Gianforte declined a request for an in-person interview following the event Tuesday. His office didn't provide a direct response to a question about whether his participation in the housing coalition's event constituted an implied endorsement of the group's two bills, instead saying the governor will give careful consideration to any measure forwarded to him by the Legislature.

"Increasing access to affordable workforce housing is a top priority for the governor, and he appreciates every Montanan committed to being a part of the solution, including members of the Montana Housing Coalition and his diverse, bipartisan Housing Task Force," Gianforte Press Secretary Kaitlin Price said in an email.

Housing advocates often divide affordability efforts into two buckets, drawing a line between government programs that use public dollars to subsidize housing for low-income residents and measures intended to address affordability by broadly increasing housing supply.

The subsidized housing bucket includes things like Section 8 properties - apartment buildings or other housing developments that, because they participate in government housing programs, make their units available to rent at set prices specifically intended to be affordable for lower-income residents.

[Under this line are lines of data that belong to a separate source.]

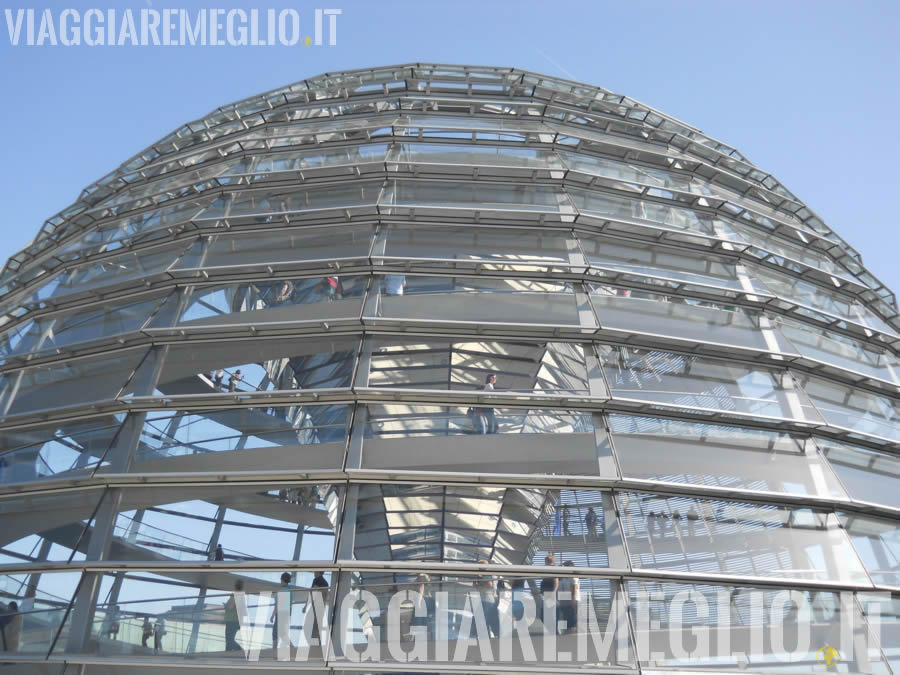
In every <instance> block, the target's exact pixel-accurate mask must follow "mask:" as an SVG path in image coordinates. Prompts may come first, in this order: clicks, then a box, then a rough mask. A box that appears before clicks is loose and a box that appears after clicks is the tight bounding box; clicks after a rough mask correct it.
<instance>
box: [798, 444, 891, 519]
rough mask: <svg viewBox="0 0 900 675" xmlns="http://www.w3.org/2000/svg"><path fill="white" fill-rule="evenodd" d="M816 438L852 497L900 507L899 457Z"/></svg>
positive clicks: (818, 444) (884, 452) (857, 499)
mask: <svg viewBox="0 0 900 675" xmlns="http://www.w3.org/2000/svg"><path fill="white" fill-rule="evenodd" d="M815 441H816V443H817V444H818V446H819V447H820V448H821V449H822V453H823V454H824V455H825V456H826V457H827V458H828V463H829V464H830V465H831V468H833V469H834V471H835V473H837V475H838V478H840V479H841V482H842V483H843V484H844V487H846V488H847V492H849V494H850V496H851V497H852V498H853V499H856V500H859V501H867V502H876V503H879V504H886V505H888V506H893V507H894V508H900V458H898V457H897V456H896V455H892V454H889V453H886V452H878V451H877V450H870V449H869V448H860V447H858V446H855V445H847V444H846V443H839V442H837V441H833V440H831V439H830V438H816V439H815Z"/></svg>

Those properties, often owned privately, provide housing for people who would otherwise have a hard time finding rentals to match their budgets, such as seniors living solely on Social Security benefits or people who are unable to work as a result of a disability.

The two housing coalition-backed bills would give affordable housing developers additional options as they try to finance the construction of new set-price housing by, in essence, putting public dollars toward subsidies. For example, the low-income housing tax credit program provides credits that can be awarded to housing developers who sell them in order to raise cash for their projects. In exchange, the tax-credit supported projects are required to rent the new rentals at affordable rates, typically no more than 30 percent of household income.

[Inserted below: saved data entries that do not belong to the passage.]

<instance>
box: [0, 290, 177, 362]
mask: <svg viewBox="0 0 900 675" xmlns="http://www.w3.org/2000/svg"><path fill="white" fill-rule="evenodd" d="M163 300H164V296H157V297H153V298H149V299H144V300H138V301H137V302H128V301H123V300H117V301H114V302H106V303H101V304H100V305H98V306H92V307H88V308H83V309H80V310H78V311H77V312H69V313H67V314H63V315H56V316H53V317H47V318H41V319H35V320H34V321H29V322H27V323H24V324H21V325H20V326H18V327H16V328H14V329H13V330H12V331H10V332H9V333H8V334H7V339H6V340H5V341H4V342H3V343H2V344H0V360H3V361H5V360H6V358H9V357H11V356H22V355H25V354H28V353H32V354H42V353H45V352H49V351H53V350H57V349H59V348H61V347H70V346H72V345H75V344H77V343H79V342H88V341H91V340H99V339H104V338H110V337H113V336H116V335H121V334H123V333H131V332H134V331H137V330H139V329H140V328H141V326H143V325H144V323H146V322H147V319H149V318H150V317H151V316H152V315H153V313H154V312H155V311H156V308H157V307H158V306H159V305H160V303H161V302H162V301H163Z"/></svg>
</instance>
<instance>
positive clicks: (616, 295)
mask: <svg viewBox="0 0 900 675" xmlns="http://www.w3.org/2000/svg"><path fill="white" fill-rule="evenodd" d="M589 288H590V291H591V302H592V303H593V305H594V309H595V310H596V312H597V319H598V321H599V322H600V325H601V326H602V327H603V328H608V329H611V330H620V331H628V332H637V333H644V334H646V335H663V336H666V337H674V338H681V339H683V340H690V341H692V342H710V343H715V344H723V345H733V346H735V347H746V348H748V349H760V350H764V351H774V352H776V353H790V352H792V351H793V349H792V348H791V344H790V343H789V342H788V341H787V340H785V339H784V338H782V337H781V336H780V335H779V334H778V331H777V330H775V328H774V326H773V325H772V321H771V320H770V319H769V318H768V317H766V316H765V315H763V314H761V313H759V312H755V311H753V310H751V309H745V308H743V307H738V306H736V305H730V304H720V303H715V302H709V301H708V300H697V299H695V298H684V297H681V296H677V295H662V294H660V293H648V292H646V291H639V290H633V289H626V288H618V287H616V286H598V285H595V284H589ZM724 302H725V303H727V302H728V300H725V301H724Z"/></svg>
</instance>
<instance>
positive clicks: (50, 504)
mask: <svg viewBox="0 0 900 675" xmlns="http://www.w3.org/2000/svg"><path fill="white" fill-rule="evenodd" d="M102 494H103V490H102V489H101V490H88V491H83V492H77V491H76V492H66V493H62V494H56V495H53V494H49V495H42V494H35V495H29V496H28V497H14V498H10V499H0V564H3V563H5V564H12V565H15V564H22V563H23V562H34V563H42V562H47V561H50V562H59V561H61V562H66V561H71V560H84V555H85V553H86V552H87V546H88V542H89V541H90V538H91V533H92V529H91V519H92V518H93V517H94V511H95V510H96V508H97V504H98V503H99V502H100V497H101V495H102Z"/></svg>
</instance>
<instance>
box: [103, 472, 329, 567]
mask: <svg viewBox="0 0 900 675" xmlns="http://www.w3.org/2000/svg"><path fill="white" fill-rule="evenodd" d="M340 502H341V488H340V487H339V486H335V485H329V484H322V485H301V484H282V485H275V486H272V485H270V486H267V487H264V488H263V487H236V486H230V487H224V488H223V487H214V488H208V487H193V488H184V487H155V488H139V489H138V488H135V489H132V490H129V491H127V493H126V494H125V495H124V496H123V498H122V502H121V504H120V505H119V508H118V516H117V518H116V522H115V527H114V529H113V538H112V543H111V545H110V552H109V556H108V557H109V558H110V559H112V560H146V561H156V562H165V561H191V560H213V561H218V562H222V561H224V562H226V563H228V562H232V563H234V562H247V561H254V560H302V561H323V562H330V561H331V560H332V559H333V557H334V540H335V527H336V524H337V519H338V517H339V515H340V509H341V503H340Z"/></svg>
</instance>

Last year, the Montana Board of Housing awarded $29 million in tax credits to seven projects, enough to build or rehabilitate an estimated 158 units of price-controlled housing.

Gianforte and market-oriented Republicans have, however, generally been more enthusiastic about proposals that try to tackle the state's housing crunch without exchanging subsidies for price controls. Instead, their proposals generally seek to rein in regulations such as environmental reviews or zoning restrictions that make it harder, slower and more expensive to build new housing. One bill under consideration by the Legislature, for example, would force Montana cities to allow home construction on smaller, less expensive lots.

The supply-focused theory, which has also been embraced nationally by some Democrats, reasons that adding supply to housing markets helps affordability broadly by easing competition for rentals and for-sale properties. Having, for example, more market-rate apartments in the mix to rent means that landlords may have to hold off on rent increases or even lower their prices in order to make sure they aren't left without a tenant.

In interviews Tuesday, Davis and Nikolakakos, the sponsor of this year's tax credit bill, said they were hopeful the bills promoting set-priced housing would win support from the Legislature and governor.

Nikolakakos said the new tax credit bill had been revised so it would omit a link to federal tax credit funding levels the governor had cited as a concern in his 2021 veto note. He also said it would be authorized as a fixed-term rather than an ongoing program.

"It's a win-win-win piece of legislation, because you have developers who are getting a tax cut, they then get investments, those investments create a kind of housing that you can't get otherwise, because it's below market rate housing," Nikolakakos said.

The coalition-backed bills, Davis argued, will take more immediate effect than measures that rely on fostering long-term economic shifts.

"Changes to the market, and improvements around affordability through market supply will take time," she said. "And Montanans are suffering today."